Center for Health Informatics and Technology, The Maersk Mc-Kinney Institute, University of Southern Denmark, Odense, Denmark.
Department of Mathematics and Computer Science (IMADA), University of Southern Denmark, Odense, Denmark.
BMC Med Inform Decis Mak. 2021 Oct 30;21(1):298. doi: 10.1186/s12911-021-01660-1.
Prediction of length of stay (LOS) at admission time can provide physicians and nurses insight into the illness severity of patients and aid them in avoiding adverse events and clinical deterioration. It also assists hospitals with more effectively managing their resources and manpower.
In this field of research, there are some important challenges, such as missing values and LOS data skewness. Moreover, various studies use a binary classification which puts a wide range of patients with different conditions into one category. To address these shortcomings, first multivariate imputation techniques are applied to fill incomplete records, then two proper resampling techniques, namely Borderline-SMOTE and SMOGN, are applied to address data skewness in the classification and regression domains, respectively. Finally, machine learning (ML) techniques including neural networks, extreme gradient boosting, random forest, support vector machine, and decision tree are implemented for both approaches to predict LOS of patients admitted to the Emergency Department of Odense University Hospital between June 2018 and April 2019. The ML models are developed based on data obtained from patients at admission time, including pulse rate, arterial blood oxygen saturation, respiratory rate, systolic blood pressure, triage category, arrival ICD-10 codes, age, and gender.
The performance of predictive models before and after addressing missing values and data skewness is evaluated using four evaluation metrics namely receiver operating characteristic, area under the curve (AUC), R-squared score (R), and normalized root mean square error (NRMSE). Results show that the performance of predictive models is improved on average by 15.75% for AUC, 32.19% for R score, and 11.32% for NRMSE after addressing the mentioned challenges. Moreover, our results indicate that there is a relationship between the missing values rate, data skewness, and illness severity of patients, so it is clinically essential to take incomplete records of patients into account and apply proper solutions for interpolation of missing values.

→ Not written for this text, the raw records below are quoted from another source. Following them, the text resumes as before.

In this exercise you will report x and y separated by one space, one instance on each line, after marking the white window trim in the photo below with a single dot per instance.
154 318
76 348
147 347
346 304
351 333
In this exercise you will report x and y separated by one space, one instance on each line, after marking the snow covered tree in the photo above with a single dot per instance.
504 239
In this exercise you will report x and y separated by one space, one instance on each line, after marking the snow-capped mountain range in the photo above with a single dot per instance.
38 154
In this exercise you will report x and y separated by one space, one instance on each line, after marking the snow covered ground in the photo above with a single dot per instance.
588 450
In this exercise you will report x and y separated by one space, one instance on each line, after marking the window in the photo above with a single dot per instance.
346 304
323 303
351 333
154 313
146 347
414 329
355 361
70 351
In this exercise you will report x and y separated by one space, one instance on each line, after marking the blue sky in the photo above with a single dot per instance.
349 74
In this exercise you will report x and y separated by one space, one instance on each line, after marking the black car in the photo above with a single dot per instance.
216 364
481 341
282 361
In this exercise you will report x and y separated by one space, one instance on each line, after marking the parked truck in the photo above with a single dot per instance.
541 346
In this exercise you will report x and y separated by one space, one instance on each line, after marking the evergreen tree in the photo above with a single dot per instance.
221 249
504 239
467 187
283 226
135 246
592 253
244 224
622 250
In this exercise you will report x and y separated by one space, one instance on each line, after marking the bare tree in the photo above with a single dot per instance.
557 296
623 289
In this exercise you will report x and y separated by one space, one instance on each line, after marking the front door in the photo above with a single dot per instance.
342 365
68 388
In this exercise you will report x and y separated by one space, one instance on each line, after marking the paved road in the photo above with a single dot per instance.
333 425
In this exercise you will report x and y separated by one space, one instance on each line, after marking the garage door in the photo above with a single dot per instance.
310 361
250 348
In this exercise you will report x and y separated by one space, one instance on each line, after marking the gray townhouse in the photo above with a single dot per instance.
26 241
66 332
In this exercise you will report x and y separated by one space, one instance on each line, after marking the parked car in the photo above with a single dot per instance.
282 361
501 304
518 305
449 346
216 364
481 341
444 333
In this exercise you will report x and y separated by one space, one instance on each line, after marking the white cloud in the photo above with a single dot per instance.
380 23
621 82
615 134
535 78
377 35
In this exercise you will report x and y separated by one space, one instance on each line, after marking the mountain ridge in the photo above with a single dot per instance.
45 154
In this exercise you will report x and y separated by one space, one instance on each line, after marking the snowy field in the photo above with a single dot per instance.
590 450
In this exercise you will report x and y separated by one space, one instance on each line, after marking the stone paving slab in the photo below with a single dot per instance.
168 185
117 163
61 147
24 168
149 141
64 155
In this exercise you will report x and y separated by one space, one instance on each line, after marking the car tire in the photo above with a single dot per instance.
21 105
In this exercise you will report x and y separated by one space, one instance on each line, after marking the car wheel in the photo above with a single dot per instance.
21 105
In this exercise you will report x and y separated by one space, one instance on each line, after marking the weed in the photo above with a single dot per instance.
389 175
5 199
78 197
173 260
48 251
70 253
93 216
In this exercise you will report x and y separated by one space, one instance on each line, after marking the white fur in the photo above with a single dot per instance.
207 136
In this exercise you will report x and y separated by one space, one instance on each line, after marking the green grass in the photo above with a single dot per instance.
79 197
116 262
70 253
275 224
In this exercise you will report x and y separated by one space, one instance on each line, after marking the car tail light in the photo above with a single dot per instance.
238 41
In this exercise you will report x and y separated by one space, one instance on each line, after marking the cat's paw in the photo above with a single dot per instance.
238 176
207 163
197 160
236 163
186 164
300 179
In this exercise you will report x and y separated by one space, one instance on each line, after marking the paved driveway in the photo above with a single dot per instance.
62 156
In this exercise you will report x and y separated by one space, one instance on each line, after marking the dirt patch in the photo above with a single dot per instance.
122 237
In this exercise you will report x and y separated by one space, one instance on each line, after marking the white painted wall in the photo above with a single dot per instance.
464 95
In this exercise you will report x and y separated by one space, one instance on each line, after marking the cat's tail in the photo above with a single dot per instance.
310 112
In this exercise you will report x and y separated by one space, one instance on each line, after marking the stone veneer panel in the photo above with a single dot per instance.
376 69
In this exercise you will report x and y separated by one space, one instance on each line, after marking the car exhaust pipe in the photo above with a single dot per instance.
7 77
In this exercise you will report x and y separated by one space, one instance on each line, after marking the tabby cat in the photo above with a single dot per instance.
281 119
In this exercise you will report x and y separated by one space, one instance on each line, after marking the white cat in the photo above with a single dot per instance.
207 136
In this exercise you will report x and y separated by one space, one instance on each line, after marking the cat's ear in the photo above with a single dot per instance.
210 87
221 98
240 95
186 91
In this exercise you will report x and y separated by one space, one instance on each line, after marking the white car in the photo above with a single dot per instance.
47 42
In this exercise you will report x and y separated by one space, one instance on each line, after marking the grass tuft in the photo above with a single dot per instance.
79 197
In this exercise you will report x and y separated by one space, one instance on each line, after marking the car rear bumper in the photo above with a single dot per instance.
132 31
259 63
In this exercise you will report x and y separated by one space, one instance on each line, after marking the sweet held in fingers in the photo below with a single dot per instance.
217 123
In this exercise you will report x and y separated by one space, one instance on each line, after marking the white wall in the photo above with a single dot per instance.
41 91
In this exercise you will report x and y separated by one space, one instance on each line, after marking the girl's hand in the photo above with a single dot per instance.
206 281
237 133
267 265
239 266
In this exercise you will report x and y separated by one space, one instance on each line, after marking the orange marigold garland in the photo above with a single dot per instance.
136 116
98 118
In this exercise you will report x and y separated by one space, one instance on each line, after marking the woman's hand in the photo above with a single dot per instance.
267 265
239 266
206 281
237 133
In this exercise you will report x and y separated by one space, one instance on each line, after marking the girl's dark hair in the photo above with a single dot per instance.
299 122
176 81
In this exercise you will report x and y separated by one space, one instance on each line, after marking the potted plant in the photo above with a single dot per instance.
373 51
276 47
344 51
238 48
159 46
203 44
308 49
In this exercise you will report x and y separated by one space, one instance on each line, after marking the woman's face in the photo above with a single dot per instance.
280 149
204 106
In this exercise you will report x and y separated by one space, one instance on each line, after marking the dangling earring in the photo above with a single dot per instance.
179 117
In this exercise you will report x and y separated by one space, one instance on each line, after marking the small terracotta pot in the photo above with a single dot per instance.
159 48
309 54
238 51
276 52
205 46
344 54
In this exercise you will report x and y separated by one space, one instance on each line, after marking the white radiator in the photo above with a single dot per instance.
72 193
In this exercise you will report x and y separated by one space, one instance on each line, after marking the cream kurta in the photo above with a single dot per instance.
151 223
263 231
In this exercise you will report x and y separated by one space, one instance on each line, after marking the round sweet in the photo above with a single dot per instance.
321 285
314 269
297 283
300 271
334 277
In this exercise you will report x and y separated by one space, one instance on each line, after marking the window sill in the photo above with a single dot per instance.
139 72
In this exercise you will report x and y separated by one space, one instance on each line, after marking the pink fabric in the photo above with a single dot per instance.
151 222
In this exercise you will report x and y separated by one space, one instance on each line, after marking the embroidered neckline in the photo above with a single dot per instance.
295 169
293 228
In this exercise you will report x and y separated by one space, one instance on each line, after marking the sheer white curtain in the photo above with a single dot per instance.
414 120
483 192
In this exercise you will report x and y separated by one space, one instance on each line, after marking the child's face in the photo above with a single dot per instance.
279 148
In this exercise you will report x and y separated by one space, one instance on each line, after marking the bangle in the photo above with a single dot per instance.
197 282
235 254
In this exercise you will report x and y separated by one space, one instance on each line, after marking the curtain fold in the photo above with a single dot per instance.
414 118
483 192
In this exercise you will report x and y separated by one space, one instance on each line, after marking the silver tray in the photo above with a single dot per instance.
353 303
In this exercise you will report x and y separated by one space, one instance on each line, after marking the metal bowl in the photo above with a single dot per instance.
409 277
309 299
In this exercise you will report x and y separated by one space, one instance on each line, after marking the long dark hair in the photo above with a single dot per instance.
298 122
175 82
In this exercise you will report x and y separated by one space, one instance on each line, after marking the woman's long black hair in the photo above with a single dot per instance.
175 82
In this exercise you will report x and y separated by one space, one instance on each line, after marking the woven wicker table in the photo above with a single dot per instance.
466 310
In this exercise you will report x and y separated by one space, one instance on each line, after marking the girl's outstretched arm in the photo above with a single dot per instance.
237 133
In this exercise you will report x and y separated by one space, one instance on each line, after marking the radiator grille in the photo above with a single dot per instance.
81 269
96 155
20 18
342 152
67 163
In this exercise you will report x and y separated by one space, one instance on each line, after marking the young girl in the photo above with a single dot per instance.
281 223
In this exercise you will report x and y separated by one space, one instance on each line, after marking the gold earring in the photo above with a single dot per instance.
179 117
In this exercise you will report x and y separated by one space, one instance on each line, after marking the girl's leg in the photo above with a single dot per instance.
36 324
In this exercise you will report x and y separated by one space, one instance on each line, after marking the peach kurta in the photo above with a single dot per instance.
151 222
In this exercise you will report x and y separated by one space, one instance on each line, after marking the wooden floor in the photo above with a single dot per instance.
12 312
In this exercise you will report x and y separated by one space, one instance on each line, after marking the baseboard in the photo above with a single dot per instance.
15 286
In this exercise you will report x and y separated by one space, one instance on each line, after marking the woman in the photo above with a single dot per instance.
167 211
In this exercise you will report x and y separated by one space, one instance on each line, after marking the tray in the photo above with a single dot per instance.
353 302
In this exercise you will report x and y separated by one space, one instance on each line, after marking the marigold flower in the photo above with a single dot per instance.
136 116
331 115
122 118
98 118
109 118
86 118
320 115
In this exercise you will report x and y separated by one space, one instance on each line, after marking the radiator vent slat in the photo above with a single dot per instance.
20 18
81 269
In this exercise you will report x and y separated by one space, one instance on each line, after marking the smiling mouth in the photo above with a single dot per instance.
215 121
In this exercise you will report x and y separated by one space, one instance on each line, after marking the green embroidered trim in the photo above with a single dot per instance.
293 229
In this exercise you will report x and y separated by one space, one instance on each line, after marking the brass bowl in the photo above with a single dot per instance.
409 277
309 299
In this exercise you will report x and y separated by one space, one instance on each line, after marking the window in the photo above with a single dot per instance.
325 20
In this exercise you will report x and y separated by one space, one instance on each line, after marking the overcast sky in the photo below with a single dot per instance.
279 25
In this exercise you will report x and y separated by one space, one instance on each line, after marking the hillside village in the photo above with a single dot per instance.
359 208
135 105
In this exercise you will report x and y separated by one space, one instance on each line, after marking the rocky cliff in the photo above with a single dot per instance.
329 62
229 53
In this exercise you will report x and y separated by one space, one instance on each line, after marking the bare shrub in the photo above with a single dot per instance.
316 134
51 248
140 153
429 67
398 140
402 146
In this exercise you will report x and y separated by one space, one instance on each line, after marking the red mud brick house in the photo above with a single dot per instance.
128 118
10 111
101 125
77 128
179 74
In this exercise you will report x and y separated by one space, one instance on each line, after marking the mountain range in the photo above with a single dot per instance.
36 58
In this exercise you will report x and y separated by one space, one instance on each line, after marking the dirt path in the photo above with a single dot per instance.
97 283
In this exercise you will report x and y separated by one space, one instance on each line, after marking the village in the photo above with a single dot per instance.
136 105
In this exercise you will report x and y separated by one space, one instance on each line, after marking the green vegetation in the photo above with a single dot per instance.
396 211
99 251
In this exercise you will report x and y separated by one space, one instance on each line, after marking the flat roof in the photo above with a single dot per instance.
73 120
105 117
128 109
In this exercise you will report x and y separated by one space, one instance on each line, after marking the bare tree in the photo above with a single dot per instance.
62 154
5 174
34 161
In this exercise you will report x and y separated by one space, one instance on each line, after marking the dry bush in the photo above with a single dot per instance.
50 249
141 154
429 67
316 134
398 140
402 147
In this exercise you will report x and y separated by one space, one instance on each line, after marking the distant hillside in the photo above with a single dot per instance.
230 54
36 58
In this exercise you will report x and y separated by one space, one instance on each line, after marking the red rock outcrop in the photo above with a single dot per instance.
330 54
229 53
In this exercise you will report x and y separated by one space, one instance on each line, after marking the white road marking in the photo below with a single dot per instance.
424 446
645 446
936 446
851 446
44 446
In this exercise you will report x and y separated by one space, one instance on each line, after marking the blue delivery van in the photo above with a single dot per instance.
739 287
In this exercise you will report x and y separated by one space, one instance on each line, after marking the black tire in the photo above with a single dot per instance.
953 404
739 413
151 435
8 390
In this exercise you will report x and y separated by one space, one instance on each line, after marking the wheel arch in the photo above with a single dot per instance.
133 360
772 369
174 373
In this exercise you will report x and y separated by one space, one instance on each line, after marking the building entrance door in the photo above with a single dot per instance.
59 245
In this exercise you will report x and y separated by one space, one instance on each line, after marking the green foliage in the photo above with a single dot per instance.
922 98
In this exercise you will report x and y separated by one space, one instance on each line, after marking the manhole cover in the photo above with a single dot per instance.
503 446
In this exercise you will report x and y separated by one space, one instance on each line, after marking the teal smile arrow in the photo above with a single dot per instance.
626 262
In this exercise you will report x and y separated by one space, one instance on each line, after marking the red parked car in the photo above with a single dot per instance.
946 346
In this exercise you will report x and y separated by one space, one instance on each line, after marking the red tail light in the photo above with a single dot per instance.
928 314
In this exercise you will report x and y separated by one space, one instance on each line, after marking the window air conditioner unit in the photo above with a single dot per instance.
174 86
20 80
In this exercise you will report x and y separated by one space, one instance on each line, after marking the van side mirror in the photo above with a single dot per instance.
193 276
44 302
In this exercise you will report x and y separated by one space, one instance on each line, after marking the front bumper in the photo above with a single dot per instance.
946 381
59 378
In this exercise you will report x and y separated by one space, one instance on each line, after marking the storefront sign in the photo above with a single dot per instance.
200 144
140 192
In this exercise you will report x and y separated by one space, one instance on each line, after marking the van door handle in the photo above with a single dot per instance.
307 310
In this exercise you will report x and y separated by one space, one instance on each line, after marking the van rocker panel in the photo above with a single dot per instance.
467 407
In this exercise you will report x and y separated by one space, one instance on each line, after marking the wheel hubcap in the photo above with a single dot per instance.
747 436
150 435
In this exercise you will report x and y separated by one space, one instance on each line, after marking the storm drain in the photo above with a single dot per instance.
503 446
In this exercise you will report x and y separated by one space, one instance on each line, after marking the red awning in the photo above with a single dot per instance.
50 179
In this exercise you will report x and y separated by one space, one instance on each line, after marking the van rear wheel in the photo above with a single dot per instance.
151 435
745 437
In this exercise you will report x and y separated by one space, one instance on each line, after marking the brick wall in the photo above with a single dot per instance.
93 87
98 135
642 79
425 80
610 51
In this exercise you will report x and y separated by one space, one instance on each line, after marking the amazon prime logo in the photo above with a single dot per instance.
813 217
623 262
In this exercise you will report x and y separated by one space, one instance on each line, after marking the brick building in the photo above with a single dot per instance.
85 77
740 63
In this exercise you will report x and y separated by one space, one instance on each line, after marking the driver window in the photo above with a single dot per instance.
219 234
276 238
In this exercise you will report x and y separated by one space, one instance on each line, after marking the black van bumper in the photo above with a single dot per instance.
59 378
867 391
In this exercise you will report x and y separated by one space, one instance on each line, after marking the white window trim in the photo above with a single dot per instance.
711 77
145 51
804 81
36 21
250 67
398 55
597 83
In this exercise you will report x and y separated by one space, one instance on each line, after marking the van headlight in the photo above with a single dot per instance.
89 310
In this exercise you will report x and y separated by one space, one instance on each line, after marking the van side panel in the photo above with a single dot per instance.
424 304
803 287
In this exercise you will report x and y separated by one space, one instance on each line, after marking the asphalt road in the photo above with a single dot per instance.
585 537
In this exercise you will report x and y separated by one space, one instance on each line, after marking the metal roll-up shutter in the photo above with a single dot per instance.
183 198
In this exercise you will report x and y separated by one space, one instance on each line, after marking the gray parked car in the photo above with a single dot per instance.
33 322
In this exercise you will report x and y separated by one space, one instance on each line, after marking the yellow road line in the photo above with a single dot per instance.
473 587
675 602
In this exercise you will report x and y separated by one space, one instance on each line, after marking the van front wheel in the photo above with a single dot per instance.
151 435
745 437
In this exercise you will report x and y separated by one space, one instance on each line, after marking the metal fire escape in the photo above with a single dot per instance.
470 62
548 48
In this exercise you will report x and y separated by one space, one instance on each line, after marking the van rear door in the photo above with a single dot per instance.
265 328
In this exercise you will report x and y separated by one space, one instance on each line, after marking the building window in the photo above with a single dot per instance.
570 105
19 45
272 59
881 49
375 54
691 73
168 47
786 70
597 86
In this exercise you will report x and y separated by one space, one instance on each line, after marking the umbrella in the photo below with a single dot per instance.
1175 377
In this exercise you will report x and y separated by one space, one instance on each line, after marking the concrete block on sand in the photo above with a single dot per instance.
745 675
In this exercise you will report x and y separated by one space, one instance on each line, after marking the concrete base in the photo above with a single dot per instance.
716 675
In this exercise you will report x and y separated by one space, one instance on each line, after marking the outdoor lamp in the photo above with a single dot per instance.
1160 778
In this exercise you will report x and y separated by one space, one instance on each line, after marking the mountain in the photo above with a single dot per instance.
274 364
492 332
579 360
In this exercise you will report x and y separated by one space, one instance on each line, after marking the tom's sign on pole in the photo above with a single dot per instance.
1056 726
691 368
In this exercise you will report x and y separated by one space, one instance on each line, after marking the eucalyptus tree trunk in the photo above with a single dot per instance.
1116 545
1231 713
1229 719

We propose a new method comprised of three stages: missing values imputation, data skewness handling, and building predictive models based on classification and regression approaches. Our results indicated that addressing these challenges in a proper way enhanced the performance of models significantly, which led to a more valid prediction of LOS.
在入院时预测住院时间(LOS)可以让医生和护士了解患者的疾病严重程度,并帮助他们避免不良事件和临床恶化。它还可以帮助医院更有效地管理资源和人力。
在这个研究领域,存在一些重要的挑战,例如缺失值和 LOS 数据偏度。此外,各种研究使用二元分类,将不同条件的广泛患者归入一个类别。为了解决这些缺点,首先应用多元插补技术来填补不完整的记录,然后应用两种适当的重采样技术,即边界-SMOTE 和 SMOGN,分别在分类和回归领域解决数据偏度问题。最后,应用机器学习(ML)技术,包括神经网络、极端梯度提升、随机森林、支持向量机和决策树,用于这两种方法来预测 2018 年 6 月至 2019 年 4 月期间在奥登塞大学医院急诊科入院的患者的 LOS。ML 模型是基于患者入院时的数据开发的,包括脉搏率、动脉血氧饱和度、呼吸频率、收缩压、分诊类别、到达 ICD-10 代码、年龄和性别。
使用四个评估指标,即接收者操作特征、曲线下面积(AUC)、R 平方得分(R)和归一化均方根误差(NRMSE),评估了在解决缺失值和数据偏度前后预测模型的性能。结果表明,在解决了所述挑战后,AUC 的平均性能提高了 15.75%,R 得分提高了 32.19%,NRMSE 提高了 11.32%。此外,我们的结果表明,缺失值率、数据偏度和患者的疾病严重程度之间存在关系,因此,考虑患者的不完整记录并应用适当的缺失值插值解决方案在临床上是必要的。
我们提出了一种由三个阶段组成的新方法:缺失值插补、数据偏度处理和基于分类和回归方法构建预测模型。我们的结果表明,以适当的方式解决这些挑战可以显著提高模型的性能,从而更有效地预测 LOS。